第11章 お祭り騒動
会話を続けながら、繊細な手つきで私の髪を撫でてくる。うなじに指先が流れて、思わず肩がぴくりと震えた。
「っ…くすぐったいっ」
「悪いっ」
シルバーくんの手が止まる。なんだか今夜はシルバーくんに謝られてばかりな気がする。
「どこに刺すんだよ?」
「ここら辺」
と言って、後頭部を指差す。
「まとめてアップにしてるここに、落ちないように斜めに刺す感じ」
「わかった」
シルバーくんは髪を押さえながら、かんざしをそっと刺し込んだ。
「どうだ?」
コンパクトミラーで確認する。位置も向きもバッチリだ。
「ありがと。で、あの、これは?」
かんざしのすぐ下に、見覚えのない羽根飾りがついている。
「お詫びにやるよ。ホウオウがくれた羽根だ」
「え、いいの!?」
「いいから付けたんだろ。いらないなら返せ」
「いるから返しません」
お礼を言いながら、嬉しくてもう一度ミラーで頭の後ろを見る。首を振ると、かんざしとにじいろのはねがキラキラと揺れた。
「お守りにして持ち歩こうかな」
「フン…大袈裟なヤツだな」
口ではそう言いながらも、顔つきはどこか優しい。
シルバーくんの横に座るニューラもなんだか嬉しそう。もうわるだくみをする気配はない。

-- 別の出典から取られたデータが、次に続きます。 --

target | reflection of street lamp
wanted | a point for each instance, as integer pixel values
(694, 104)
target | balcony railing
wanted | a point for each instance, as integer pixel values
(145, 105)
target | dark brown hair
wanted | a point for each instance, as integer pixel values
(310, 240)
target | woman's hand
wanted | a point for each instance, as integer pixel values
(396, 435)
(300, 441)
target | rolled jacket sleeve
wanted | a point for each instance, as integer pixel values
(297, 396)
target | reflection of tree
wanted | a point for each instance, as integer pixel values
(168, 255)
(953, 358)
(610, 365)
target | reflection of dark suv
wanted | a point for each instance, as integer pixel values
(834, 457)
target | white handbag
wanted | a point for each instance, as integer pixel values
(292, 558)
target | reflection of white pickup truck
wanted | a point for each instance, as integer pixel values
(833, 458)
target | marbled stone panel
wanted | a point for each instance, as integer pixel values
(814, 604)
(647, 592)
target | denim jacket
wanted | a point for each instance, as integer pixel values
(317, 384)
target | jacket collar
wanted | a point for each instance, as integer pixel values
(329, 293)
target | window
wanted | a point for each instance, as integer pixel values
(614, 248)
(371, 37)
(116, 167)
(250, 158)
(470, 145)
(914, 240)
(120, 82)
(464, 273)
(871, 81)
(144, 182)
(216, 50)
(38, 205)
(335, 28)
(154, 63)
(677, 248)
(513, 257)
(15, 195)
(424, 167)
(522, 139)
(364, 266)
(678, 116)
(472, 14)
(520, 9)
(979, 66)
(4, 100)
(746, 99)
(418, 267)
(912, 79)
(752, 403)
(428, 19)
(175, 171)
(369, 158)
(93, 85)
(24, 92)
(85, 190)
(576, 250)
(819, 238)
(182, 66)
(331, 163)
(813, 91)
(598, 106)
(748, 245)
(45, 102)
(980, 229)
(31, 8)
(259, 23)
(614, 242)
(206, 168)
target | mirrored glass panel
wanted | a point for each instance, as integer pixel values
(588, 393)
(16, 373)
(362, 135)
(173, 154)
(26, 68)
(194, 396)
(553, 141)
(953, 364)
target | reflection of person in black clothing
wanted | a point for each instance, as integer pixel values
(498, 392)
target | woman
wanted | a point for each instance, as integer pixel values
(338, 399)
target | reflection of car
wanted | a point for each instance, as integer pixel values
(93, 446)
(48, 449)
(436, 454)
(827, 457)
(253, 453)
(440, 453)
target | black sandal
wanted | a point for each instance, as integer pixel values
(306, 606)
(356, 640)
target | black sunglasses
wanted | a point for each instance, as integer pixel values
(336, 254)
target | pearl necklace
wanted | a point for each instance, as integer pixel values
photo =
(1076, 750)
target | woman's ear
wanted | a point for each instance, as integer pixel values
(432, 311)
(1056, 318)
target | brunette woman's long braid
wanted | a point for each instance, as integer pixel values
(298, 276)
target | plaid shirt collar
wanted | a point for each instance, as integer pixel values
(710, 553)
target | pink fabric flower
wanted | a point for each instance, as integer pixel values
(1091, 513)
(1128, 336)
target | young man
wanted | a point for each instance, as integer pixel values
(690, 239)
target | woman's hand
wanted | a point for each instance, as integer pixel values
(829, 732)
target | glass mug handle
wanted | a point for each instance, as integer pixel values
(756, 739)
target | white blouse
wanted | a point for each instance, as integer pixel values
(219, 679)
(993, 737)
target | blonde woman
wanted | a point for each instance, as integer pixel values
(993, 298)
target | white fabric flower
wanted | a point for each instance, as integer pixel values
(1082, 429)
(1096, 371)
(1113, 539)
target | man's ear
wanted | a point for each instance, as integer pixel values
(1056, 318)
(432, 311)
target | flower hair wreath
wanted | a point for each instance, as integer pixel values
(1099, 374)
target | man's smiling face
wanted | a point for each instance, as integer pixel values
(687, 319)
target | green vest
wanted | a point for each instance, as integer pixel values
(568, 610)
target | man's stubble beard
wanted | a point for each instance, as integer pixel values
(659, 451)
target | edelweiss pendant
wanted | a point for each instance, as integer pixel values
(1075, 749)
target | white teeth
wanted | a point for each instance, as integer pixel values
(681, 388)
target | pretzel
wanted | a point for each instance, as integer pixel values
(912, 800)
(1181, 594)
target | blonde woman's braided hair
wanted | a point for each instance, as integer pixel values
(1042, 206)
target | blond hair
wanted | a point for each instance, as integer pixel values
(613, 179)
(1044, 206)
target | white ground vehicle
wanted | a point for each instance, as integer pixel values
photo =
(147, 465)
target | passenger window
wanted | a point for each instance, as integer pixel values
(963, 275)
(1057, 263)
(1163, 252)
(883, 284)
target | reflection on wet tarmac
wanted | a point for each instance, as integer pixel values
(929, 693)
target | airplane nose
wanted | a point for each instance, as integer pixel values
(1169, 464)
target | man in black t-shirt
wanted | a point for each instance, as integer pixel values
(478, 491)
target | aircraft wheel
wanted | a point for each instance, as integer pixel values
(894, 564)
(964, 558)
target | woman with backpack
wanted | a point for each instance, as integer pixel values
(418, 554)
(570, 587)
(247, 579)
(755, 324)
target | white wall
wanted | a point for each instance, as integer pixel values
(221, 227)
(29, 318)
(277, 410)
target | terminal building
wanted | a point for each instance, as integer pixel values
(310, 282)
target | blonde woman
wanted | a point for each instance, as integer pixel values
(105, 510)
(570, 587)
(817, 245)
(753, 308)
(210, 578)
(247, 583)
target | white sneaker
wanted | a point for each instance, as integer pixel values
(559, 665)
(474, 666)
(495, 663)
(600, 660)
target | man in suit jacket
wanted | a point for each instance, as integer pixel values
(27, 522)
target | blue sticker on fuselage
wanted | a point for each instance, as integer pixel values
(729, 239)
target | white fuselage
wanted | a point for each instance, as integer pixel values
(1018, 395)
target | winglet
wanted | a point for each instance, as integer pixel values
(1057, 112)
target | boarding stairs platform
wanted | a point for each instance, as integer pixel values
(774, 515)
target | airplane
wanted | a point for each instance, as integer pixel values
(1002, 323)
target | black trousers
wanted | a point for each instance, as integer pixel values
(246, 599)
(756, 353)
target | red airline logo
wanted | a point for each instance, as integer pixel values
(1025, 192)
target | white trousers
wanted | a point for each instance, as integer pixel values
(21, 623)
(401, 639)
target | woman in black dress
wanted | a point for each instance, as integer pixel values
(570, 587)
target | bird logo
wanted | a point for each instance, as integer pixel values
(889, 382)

「結局、ニューラはどうしてかんざしを取ったんだろ?」
「さあな。でもお前の言う通り、オレとニューラは似たもの同士なのかもしれないな」
「でしょ?ポケモンとトレーナーって似るよね」
「ああ、欲しいものは奪ってでも手に入れようとするところとかな」
そう呟き、不敵な笑みを浮かべるシルバーくん。そんな彼をジト目で睨み返した。
「それはダメです。人のものを取ったらドロボウだよ」
清々しいほどに単純明快な正論をぶつけると、シルバーくんは呆れたようにこちらを見下げてくる。